N.H. Senate Panel Favors 4-Cent Rise In Gas Tax
Concord — When a bill to increase the gas tax comes to the Senate floor later this month, lawmakers will only be asked to swallow a one-time, 4-cent increase, which is significantly less than the original bill proposed.
Sen. Jim Rausch, a R-Derry, amended his bill Tuesday to take out future increases tied to the Consumer Price Index planned for every four years after critics said it would remove the public’s voice from future tax hikes.
The Senate Ways and Means Committee voted, 4-1, to support the bill, with Senate President Chuck Morse, R-Salem, casting the sole no vote.
Among Upper Valley lawmakers, state Sens. Bob Odell, R-New London, and David Pierce, D-Lebanon, voted for the gas tax increase. State Sen. Jeanie Forrester, R-Meredith, was opposed.
The 4-cent increase, which would take effect this year, is projected to bring in $32 million, which the Department of Transportation would attempt to earmark for roads and bridges.
The bill doesn’t dictate what projects the money would go toward, but Rausch said the department wants to use $12 million to reconstruct state roads in very poor condition, $13 million for pavement reconstruction of fair to poor roads and $7 million for bridges, which would accelerate about nine projects.

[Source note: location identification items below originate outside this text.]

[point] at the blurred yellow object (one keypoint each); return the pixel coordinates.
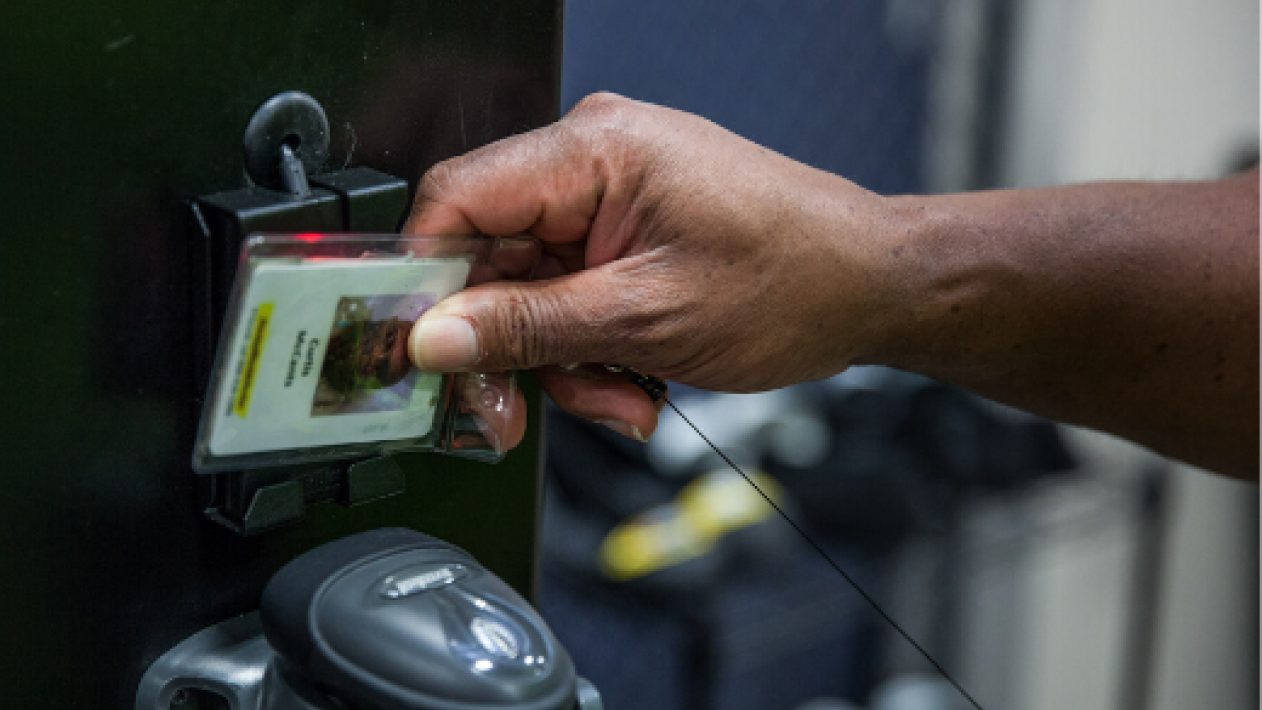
(709, 507)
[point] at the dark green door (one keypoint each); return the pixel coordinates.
(112, 114)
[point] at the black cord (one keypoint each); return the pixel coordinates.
(823, 554)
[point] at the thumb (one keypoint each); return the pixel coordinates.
(523, 325)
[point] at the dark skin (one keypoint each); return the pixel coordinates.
(680, 250)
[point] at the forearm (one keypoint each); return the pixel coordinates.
(1126, 307)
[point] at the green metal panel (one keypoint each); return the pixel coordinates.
(112, 115)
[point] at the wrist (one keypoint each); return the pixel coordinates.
(916, 293)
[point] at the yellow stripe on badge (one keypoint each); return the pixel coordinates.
(258, 339)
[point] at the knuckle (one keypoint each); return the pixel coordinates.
(436, 180)
(524, 331)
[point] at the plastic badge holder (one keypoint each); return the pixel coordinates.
(312, 362)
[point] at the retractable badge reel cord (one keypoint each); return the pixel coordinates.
(656, 391)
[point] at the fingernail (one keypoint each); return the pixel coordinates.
(444, 344)
(624, 429)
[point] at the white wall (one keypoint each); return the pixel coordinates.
(1141, 88)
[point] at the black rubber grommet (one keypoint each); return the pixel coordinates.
(293, 119)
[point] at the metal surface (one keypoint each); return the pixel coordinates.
(231, 662)
(116, 114)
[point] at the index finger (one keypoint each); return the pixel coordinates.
(543, 183)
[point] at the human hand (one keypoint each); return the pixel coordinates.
(669, 245)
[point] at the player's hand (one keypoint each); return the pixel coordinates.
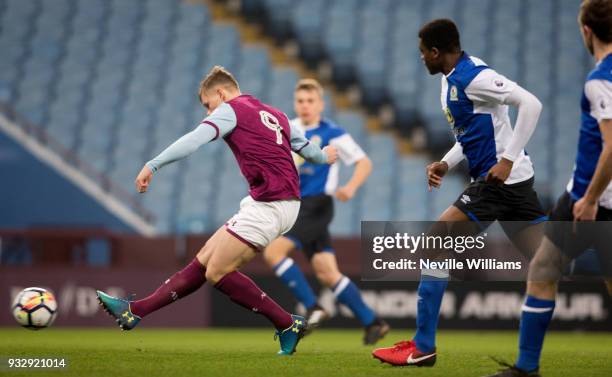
(332, 154)
(499, 172)
(585, 210)
(345, 193)
(143, 179)
(435, 172)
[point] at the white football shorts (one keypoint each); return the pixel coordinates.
(259, 223)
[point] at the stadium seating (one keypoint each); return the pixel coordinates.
(115, 82)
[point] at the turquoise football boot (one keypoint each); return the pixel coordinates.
(119, 309)
(290, 337)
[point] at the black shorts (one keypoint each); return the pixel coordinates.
(485, 202)
(310, 233)
(574, 239)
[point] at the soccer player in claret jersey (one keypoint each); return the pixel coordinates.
(318, 185)
(582, 216)
(475, 99)
(262, 140)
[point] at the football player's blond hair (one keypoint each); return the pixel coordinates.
(218, 76)
(309, 85)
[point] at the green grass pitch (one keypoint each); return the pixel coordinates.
(246, 352)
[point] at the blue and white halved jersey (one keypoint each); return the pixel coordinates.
(323, 179)
(596, 105)
(473, 98)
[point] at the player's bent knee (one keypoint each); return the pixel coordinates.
(214, 274)
(327, 274)
(546, 290)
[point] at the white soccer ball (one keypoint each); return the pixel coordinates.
(35, 308)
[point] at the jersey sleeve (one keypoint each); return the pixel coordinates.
(348, 150)
(599, 94)
(490, 86)
(219, 123)
(298, 139)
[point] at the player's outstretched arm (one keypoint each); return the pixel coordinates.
(309, 151)
(219, 123)
(180, 149)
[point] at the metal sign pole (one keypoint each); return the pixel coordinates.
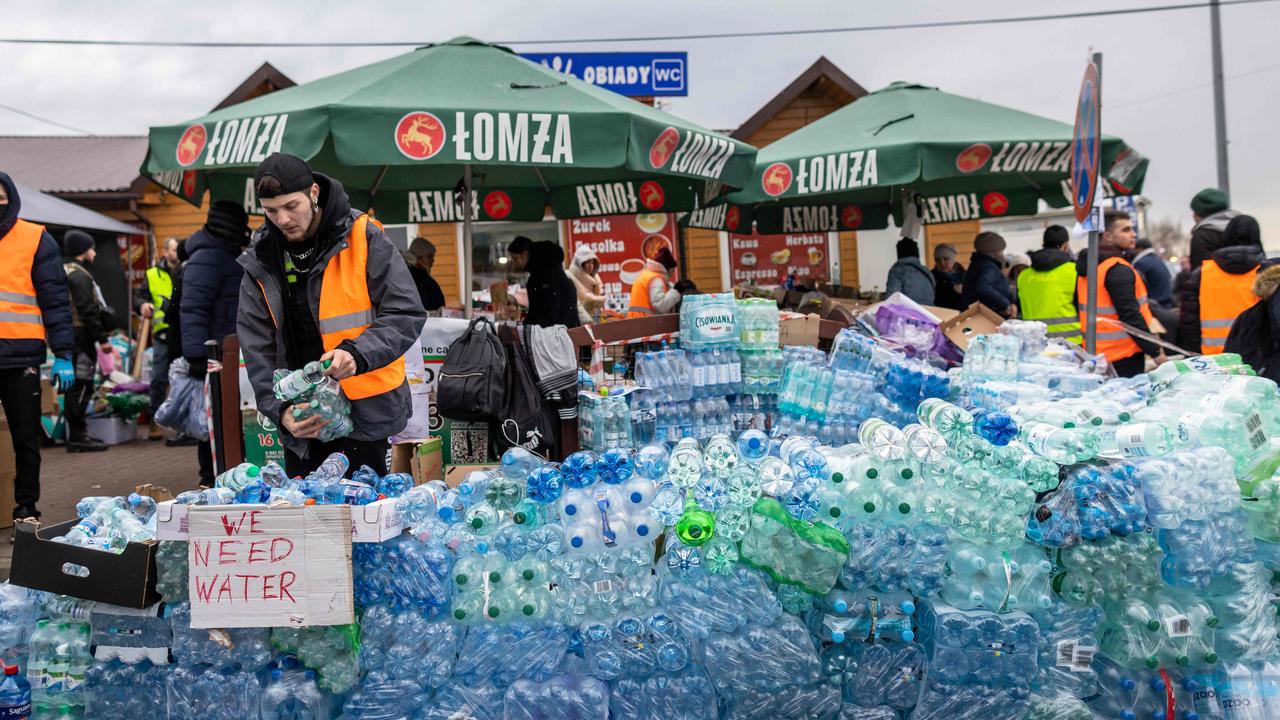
(1091, 309)
(466, 242)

“You drive down our roads, this winter has been brutal,” Rausch said. “At this point, I think the 4 cents will be used wisely to help our road conditions.” Rausch said the hike is a “user fee” rather than a tax, because the amount of miles people drive would determine how much the increase affects them.
To Morse, that difference in words is meaningless. “The citizens of New Hampshire will end up paying it,” he said.

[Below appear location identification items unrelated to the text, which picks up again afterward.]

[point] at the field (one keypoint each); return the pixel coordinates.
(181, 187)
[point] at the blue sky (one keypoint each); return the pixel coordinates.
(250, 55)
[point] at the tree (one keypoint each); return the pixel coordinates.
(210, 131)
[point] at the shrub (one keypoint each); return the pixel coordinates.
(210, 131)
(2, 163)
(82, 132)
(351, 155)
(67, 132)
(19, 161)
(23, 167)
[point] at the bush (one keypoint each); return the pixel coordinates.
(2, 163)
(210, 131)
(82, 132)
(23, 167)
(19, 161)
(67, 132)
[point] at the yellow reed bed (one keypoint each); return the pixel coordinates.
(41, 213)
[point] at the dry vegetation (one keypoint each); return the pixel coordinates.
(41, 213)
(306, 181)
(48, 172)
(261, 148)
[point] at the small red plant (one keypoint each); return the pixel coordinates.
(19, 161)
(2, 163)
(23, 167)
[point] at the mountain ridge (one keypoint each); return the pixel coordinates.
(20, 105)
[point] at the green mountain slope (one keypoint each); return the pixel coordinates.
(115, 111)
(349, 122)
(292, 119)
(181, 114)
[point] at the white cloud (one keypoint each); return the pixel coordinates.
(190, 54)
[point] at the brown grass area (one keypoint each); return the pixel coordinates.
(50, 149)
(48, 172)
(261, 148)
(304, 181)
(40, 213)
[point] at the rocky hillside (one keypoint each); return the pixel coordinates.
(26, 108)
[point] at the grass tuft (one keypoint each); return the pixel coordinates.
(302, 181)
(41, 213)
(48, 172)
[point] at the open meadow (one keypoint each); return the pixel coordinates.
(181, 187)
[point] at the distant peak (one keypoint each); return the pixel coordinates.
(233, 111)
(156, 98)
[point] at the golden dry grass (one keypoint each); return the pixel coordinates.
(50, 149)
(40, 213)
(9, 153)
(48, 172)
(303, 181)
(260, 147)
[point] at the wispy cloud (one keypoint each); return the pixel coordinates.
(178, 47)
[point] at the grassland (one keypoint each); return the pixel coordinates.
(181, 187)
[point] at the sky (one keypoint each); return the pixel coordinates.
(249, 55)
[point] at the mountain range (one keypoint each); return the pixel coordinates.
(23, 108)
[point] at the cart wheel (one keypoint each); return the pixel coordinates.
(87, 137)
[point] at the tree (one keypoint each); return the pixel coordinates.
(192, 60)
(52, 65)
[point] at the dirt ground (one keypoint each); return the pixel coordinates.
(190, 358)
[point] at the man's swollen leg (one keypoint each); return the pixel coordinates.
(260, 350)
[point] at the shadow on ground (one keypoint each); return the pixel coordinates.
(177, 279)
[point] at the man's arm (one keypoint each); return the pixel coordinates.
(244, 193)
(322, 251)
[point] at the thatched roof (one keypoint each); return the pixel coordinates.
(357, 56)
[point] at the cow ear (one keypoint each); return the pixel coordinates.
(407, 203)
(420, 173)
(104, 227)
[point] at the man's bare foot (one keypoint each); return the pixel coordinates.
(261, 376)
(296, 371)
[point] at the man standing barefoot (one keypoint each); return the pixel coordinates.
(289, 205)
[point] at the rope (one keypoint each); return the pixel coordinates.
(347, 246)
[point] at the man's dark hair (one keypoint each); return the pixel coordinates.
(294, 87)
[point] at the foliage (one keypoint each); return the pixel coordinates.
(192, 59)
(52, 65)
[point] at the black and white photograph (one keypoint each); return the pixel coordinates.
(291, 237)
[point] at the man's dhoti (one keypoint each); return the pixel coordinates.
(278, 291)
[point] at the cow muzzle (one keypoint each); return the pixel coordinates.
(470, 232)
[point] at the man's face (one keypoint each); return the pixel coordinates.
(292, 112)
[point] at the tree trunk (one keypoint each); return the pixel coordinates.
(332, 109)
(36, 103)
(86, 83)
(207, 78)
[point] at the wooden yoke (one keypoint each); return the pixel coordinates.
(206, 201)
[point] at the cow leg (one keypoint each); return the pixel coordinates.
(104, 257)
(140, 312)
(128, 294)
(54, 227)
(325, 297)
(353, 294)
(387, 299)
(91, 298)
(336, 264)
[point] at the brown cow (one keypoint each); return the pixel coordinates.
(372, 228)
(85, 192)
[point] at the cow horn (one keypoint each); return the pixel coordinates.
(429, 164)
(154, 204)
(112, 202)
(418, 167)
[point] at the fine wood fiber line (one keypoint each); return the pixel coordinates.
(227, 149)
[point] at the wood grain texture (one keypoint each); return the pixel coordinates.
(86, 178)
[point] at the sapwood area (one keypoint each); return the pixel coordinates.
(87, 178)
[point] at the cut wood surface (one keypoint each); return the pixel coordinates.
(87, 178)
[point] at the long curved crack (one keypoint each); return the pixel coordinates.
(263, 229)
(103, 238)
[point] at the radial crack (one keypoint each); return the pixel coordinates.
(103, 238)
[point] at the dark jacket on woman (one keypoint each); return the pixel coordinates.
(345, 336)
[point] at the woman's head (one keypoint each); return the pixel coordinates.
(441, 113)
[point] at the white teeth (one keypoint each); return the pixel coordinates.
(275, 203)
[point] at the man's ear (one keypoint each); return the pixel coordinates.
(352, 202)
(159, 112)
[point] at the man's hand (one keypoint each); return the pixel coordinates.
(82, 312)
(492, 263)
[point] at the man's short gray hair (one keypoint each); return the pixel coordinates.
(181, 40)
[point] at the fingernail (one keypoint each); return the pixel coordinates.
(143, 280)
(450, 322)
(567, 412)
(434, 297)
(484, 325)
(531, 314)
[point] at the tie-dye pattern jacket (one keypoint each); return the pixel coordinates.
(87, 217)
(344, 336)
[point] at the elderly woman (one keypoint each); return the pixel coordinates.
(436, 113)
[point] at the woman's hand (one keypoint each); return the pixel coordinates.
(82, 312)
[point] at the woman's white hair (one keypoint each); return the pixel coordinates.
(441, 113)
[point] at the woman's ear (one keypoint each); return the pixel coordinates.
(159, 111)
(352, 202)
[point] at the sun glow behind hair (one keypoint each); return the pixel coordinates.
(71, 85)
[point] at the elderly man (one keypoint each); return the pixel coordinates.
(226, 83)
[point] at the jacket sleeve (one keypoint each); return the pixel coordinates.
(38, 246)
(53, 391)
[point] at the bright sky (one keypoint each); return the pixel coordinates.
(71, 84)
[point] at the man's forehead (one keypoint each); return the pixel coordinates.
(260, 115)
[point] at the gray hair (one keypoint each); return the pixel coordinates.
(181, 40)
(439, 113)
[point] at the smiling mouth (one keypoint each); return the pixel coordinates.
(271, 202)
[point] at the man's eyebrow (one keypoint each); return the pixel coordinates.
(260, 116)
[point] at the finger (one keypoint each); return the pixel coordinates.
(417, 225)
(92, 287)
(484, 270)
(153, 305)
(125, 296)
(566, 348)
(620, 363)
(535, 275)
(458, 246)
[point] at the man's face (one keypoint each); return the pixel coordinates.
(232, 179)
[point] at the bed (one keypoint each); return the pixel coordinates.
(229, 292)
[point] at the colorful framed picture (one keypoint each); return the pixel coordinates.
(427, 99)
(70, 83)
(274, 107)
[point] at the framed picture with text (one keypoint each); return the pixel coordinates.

Before voting against the amended bill, Morse said the transportation department’s budget has been adequately increased and that not every department can have all of the money it wants.
He also expressed skepticism that all the money would go toward roads and bridges because that is not written into the bill.
“If we’ve underfunded those budgets for every year that I’ve been here, shame on us,” Morse said. “That’s what’s being said out there — that we haven’t done our jobs. I don’t believe that.”